Fault Tolerance Through Supervisor Hierarchies

The "let it crash" approach to fault/error handling, implemented by linking actors, is very different to what Java and most non-concurrency oriented languages/frameworks have adopted. It’s a way of dealing with failure that is designed for concurrent and distributed systems.

If we look at concurrency first. Throwing an exception in concurrent code, let’s assume we are using non-linked actors, will just simply blow up the thread that currently executes the actor.

  1. There is no way to find out that things went wrong (apart from see the stack trace).
  2. There is nothing you can do about it.

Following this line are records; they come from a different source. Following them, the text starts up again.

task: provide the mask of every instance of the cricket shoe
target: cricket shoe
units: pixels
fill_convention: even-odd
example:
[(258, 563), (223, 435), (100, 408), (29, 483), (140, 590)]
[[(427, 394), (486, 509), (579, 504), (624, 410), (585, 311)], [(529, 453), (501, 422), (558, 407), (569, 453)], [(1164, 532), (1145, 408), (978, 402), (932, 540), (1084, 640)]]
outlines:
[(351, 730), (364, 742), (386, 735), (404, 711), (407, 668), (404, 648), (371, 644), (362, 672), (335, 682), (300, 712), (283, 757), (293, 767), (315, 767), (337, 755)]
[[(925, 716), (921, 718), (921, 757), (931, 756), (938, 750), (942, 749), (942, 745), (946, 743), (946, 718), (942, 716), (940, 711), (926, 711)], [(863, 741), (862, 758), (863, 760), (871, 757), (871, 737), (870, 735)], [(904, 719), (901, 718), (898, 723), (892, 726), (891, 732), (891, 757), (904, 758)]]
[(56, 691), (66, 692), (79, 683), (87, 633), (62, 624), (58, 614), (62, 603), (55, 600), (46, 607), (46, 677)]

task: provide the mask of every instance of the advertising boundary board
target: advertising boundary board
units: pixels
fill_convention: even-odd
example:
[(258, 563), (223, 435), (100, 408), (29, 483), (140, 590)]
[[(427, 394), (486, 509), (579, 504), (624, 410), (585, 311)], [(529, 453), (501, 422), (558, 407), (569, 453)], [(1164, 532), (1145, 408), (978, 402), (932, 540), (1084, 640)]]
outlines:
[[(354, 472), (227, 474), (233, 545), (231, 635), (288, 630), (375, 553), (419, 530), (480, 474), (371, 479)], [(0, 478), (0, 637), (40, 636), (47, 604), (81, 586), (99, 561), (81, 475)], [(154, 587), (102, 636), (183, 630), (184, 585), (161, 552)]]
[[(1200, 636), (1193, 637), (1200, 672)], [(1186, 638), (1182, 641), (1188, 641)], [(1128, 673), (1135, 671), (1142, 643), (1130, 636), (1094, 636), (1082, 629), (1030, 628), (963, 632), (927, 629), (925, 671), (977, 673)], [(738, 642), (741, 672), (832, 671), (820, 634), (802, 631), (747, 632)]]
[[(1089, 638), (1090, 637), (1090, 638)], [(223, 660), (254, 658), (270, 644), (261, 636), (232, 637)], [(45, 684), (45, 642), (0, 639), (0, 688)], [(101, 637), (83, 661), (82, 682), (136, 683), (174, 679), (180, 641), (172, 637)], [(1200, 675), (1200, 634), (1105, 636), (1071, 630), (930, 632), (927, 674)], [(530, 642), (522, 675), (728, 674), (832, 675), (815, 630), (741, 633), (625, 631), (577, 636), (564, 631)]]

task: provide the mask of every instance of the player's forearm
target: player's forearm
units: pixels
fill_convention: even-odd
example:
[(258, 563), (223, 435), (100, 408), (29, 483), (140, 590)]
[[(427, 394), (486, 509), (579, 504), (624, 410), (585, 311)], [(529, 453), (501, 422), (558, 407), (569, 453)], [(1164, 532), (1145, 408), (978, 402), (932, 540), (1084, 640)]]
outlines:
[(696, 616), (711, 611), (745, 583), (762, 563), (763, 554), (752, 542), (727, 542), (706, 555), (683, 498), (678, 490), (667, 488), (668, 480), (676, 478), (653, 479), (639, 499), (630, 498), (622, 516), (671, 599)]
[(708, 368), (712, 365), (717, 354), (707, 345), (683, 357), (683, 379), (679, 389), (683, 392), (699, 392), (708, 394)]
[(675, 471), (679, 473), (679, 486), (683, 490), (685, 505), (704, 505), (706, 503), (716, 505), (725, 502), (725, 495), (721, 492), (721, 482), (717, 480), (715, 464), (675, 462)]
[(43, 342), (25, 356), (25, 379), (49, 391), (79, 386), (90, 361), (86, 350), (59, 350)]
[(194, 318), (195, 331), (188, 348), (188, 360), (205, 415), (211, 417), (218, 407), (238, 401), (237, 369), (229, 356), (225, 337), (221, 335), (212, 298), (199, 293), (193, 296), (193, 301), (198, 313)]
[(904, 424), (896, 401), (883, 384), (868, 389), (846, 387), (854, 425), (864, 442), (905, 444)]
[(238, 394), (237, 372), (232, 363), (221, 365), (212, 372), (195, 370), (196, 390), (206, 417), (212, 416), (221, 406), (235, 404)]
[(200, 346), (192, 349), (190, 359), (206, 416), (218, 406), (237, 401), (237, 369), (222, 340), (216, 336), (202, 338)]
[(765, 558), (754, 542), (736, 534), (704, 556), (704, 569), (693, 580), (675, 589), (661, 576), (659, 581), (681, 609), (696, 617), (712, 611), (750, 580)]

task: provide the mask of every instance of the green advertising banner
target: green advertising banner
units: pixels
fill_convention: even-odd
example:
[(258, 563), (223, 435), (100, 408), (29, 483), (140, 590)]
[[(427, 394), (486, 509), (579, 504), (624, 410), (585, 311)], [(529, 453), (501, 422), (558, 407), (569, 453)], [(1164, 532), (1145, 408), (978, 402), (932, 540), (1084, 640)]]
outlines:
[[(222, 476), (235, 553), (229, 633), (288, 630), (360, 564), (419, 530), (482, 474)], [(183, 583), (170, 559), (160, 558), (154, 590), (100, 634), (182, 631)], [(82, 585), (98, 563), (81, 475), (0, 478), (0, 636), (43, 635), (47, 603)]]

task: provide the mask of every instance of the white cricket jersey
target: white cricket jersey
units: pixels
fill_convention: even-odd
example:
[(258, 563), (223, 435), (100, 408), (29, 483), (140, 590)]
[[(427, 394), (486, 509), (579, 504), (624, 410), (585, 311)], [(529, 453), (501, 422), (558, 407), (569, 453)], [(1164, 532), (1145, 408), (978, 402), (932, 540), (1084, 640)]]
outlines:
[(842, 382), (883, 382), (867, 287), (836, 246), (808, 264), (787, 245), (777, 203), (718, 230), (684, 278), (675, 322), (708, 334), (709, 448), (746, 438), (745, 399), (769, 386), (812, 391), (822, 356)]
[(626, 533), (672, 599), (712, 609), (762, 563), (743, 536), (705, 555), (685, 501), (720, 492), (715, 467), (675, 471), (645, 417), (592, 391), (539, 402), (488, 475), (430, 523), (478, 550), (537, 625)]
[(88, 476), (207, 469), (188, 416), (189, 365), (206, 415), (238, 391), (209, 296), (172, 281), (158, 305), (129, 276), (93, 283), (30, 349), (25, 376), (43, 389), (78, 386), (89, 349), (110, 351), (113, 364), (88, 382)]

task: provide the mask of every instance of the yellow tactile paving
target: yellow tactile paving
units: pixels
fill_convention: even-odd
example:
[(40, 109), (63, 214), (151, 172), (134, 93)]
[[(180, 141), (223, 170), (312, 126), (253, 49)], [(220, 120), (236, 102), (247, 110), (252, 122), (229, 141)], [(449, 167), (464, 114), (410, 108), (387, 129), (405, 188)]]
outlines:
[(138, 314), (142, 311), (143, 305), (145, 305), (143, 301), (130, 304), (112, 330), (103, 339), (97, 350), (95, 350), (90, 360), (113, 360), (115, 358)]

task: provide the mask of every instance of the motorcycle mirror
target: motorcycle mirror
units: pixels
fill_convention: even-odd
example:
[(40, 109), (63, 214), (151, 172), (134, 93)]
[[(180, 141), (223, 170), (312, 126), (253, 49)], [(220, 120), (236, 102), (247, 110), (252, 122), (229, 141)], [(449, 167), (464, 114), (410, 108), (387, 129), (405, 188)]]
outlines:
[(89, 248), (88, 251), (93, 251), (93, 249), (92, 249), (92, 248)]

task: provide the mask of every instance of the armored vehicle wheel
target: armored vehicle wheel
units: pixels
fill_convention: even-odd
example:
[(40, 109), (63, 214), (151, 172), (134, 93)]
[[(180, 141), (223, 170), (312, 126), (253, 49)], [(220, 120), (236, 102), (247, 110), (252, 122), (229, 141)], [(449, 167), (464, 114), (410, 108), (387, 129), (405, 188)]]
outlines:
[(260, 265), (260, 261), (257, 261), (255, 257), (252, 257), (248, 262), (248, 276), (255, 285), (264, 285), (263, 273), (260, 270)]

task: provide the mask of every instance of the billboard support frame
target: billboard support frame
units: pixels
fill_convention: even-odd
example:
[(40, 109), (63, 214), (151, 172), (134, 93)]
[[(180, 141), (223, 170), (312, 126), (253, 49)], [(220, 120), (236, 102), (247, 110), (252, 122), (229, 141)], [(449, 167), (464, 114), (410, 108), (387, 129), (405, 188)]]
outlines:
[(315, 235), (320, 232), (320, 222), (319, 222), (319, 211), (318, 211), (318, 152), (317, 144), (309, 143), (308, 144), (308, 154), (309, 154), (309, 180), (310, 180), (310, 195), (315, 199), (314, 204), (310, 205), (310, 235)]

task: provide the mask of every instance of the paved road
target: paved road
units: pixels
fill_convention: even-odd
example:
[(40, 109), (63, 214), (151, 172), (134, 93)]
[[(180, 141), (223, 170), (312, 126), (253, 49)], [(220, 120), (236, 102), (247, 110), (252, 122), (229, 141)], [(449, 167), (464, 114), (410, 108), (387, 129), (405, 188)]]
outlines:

Here actors provide a clean way of getting notification of the error and do something about it.

Linking actors also allow you to create sets of actors where you can be sure that either:
  1. All are dead
  2. None are dead

This is very useful when you have thousands of concurrent actors. Some actors might have implicit dependencies and together implement a service, computation, user session etc.

It encourages non-defensive programming. Don’t try to prevent things from go wrong, because they will, whether you want it or not. Instead; expect failure as a natural state in the life-cycle of your app, crash early and let someone else (that sees the whole picture), deal with it.

Now let’s look at distributed actors. You can’t build a fault-tolerant system with just one single box you need at least two. Also, you (usually) need to know if one box is down and/or the service you are talking to on the other box is down. Here actor supervision/linking is a critical tool for not only monitoring the health of remote services, but to actually manage the service, do something about the problem if the actor or node is down. This could be restarting him on the same node or on another node.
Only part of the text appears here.